A targeted screen to identify relevant oncogenes in RAS activated liver cancer

 

Background:

Activation of RAS signaling is a common event in human cholangiocellular carcinoma (ICC) and hepatocellular carcinoma (HCC). However, gene mutations within the RAS signaling pathway are less common as they occur with a frequency of 15 – 20% in human tumor samples. Of note, activation of RAS signaling is associated with a poor prognosis in liver cancer patients. Do date, it remains unclear if patients within this “RAS activation” subgroup benefit from specific therapies such as MEK inhibitor treatment or other targeted therapies. To mimics RAS activated hepatocarcinogenesis, we generated the RPK mouse model that combines liver-specific expression of oncogenic Kras with genetic inactivation of the tumor suppressors Rb and p53. Upon Cre-mediated gene recombination, adult mice developed liver tumors resembling human hepatocellular carcinomas, intrahepatic cholangiocarcinomas, as well as tumors of mixed HCC/ICC differentiation. Do identify potential target genes in the context of activated RAS signaling we employed a targeted screening approach and validated the functional relevance of candidate tumor suppressors in vitro and in vivo.

Method:

Liver tumors from Rblox/lox;p53lox/lox;KrasLSL-G12D/+ (RPK) mice and liver tissue of age matched control mice were microdissected and analyzed for RNA and protein expression. A curated subset of top upregulated genes in mRNA microarray analysis of RPK liver tumors were chosen for further investigation. Primary cells lines from RPK mice were transfected with lentiviral shRNA constructs and analyzed for proliferation and clonogenic assay. For in vivo analysis mice were inject with a transposon construct harbouring a CreER and an inducible shRNA by hydrodynamic tail vein injection.

Results:

Microarray analysis showed several highly upregulated genes in RPK tumors in comparison to controls. shRNA constructs targeted against top upregulated genes showed a significant decrease in cell proliferation and clonogenic capacity with constructs targeted against Dmbt1. Knock-down of Dmbt1 mRNA and protein was verified by qPCR and western blot.
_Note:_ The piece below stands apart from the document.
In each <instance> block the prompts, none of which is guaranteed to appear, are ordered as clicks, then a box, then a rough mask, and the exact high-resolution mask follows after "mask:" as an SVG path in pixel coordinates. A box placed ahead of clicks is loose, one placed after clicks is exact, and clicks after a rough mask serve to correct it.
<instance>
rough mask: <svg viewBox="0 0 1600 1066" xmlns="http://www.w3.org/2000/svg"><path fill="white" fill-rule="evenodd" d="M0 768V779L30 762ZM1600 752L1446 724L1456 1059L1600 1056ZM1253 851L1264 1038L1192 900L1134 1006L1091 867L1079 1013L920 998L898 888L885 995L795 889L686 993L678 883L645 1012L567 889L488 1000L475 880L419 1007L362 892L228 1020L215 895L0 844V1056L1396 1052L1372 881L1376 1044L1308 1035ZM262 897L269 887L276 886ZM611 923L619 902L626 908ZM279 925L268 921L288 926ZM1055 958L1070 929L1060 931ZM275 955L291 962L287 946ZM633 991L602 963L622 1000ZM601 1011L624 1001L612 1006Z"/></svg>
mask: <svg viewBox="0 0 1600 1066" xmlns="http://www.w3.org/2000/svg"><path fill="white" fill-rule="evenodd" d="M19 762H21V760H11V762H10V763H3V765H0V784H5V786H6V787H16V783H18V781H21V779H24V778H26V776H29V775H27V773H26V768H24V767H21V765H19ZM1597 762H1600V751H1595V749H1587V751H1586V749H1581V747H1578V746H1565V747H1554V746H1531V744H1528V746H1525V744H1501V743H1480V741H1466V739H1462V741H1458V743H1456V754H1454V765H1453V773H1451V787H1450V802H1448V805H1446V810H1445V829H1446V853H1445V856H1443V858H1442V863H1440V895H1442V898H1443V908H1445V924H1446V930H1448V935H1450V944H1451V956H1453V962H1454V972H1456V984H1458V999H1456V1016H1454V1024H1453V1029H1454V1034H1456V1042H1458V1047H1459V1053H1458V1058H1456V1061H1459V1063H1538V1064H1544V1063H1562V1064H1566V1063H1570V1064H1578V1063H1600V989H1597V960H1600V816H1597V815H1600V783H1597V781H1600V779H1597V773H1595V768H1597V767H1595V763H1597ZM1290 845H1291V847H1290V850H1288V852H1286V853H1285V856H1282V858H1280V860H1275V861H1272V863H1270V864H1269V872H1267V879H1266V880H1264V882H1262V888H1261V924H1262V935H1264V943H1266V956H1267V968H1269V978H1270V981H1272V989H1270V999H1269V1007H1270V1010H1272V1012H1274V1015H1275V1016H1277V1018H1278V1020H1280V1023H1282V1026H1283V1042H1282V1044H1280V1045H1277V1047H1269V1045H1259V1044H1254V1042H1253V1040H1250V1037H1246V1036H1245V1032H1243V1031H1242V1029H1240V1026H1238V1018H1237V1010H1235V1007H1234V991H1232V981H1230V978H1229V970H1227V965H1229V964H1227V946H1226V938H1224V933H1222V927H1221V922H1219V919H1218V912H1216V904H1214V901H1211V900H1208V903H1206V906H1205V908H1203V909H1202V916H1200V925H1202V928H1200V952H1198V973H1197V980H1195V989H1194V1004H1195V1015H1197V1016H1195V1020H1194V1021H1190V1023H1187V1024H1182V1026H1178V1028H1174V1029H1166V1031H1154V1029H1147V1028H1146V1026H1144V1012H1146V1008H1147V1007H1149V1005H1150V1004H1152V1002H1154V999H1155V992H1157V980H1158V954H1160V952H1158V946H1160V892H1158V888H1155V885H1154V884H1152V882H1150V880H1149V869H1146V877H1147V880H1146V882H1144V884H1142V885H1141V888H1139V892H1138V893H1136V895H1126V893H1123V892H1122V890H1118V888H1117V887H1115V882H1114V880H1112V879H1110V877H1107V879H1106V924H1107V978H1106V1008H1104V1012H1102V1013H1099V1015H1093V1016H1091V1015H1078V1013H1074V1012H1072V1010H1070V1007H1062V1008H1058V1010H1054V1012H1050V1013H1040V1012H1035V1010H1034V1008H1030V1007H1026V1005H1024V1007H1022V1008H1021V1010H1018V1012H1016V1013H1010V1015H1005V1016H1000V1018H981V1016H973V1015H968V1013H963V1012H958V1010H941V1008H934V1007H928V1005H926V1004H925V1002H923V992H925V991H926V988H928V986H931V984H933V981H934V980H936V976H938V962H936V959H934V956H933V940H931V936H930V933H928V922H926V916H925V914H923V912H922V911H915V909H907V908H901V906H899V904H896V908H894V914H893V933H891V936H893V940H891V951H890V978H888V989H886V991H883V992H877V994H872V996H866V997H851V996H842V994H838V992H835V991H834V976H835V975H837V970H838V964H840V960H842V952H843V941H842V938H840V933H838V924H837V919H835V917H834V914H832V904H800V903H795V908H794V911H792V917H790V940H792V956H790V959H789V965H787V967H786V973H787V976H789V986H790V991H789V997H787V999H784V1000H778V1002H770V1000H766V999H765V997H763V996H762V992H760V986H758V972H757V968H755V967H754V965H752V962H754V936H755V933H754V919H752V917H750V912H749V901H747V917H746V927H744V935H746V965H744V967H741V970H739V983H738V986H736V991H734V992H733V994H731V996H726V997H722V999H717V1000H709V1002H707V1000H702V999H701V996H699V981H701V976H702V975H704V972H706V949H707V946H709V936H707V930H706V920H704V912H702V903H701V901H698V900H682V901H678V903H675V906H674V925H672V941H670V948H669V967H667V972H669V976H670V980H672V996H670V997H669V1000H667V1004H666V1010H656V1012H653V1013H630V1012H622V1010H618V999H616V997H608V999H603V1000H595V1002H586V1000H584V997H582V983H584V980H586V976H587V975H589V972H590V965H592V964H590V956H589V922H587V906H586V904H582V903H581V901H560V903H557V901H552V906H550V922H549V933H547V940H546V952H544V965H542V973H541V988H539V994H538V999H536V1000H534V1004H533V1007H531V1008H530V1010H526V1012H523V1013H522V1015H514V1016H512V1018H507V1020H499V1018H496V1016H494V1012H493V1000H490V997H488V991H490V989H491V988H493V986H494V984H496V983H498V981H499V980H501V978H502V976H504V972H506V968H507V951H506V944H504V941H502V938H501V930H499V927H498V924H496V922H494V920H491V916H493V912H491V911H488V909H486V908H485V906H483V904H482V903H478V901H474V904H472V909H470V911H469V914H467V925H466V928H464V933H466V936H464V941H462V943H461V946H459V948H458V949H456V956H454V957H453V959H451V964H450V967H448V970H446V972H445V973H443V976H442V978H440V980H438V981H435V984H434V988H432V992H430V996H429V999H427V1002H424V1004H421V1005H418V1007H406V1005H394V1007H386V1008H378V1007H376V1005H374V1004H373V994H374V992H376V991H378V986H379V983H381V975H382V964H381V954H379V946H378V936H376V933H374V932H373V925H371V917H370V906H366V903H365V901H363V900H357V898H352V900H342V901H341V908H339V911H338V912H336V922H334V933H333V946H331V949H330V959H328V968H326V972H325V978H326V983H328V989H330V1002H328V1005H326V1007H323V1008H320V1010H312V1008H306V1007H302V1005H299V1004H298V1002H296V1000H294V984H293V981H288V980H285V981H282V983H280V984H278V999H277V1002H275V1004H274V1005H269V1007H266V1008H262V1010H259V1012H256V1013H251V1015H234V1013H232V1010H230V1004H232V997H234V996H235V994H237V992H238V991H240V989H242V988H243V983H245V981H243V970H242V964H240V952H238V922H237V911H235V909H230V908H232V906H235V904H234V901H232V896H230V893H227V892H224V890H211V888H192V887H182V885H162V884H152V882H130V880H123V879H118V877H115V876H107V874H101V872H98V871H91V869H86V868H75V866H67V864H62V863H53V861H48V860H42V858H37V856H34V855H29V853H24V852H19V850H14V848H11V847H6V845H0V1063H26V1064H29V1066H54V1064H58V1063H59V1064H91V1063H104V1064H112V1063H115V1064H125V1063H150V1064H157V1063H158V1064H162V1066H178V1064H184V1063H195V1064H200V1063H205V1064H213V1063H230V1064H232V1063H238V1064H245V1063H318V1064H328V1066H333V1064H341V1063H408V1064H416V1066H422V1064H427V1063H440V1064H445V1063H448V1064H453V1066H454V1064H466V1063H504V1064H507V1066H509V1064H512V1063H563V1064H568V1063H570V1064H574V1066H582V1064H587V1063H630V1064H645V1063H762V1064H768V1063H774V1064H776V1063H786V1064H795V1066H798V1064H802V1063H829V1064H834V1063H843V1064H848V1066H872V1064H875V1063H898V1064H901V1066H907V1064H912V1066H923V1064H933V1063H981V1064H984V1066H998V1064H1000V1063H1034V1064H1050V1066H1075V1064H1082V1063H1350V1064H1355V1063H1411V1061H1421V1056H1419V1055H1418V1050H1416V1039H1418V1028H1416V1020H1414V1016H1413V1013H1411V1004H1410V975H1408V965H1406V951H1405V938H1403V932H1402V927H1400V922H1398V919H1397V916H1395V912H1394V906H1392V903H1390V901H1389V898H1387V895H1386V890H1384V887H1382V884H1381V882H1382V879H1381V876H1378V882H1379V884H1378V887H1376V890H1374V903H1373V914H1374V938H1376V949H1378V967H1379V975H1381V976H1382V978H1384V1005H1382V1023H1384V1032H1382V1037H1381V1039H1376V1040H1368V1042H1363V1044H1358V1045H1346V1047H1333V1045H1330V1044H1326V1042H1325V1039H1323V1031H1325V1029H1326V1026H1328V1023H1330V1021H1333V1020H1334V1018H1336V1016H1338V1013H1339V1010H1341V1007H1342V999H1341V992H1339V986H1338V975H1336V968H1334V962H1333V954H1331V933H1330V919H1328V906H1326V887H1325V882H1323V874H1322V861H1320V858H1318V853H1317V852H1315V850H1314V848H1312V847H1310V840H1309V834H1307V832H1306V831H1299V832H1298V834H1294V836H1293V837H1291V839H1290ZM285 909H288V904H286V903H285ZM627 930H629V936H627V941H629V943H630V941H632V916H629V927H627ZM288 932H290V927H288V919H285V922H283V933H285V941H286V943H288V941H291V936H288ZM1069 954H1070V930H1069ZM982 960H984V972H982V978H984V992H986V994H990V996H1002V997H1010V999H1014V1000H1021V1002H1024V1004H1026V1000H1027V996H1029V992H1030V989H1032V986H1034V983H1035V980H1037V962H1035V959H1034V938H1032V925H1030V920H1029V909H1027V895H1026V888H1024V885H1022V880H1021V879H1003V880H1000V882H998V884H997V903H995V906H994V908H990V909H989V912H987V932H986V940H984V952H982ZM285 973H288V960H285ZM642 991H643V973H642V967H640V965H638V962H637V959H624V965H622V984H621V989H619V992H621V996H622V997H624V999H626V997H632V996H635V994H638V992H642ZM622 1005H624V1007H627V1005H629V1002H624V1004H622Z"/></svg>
In vivo know-down using shDmbt1 transposon constructs showed a significantly longer survival in comparison to controls.

Conclusions:

Altered RAS signaling is found in human HCC and ICC with poor prognosis. In our screen, we identified Dmbt1 as a potent oncogene. Interestingly, Dmbt1 has been described as a tumor suppressor in other cancers by a mechanism that involves interaction with the immune system. We were able to identify, a novel cell-autonomous oncogenic role of Dmbt1 in the liver. Dmbt1 is upregulated in a subset of human HCC and many ICC, where it might serve as an oncogene. The mechanism of Dmbt1 function in hepatocarcinogenesis and its potential role as a therapeutic target are under further investigation.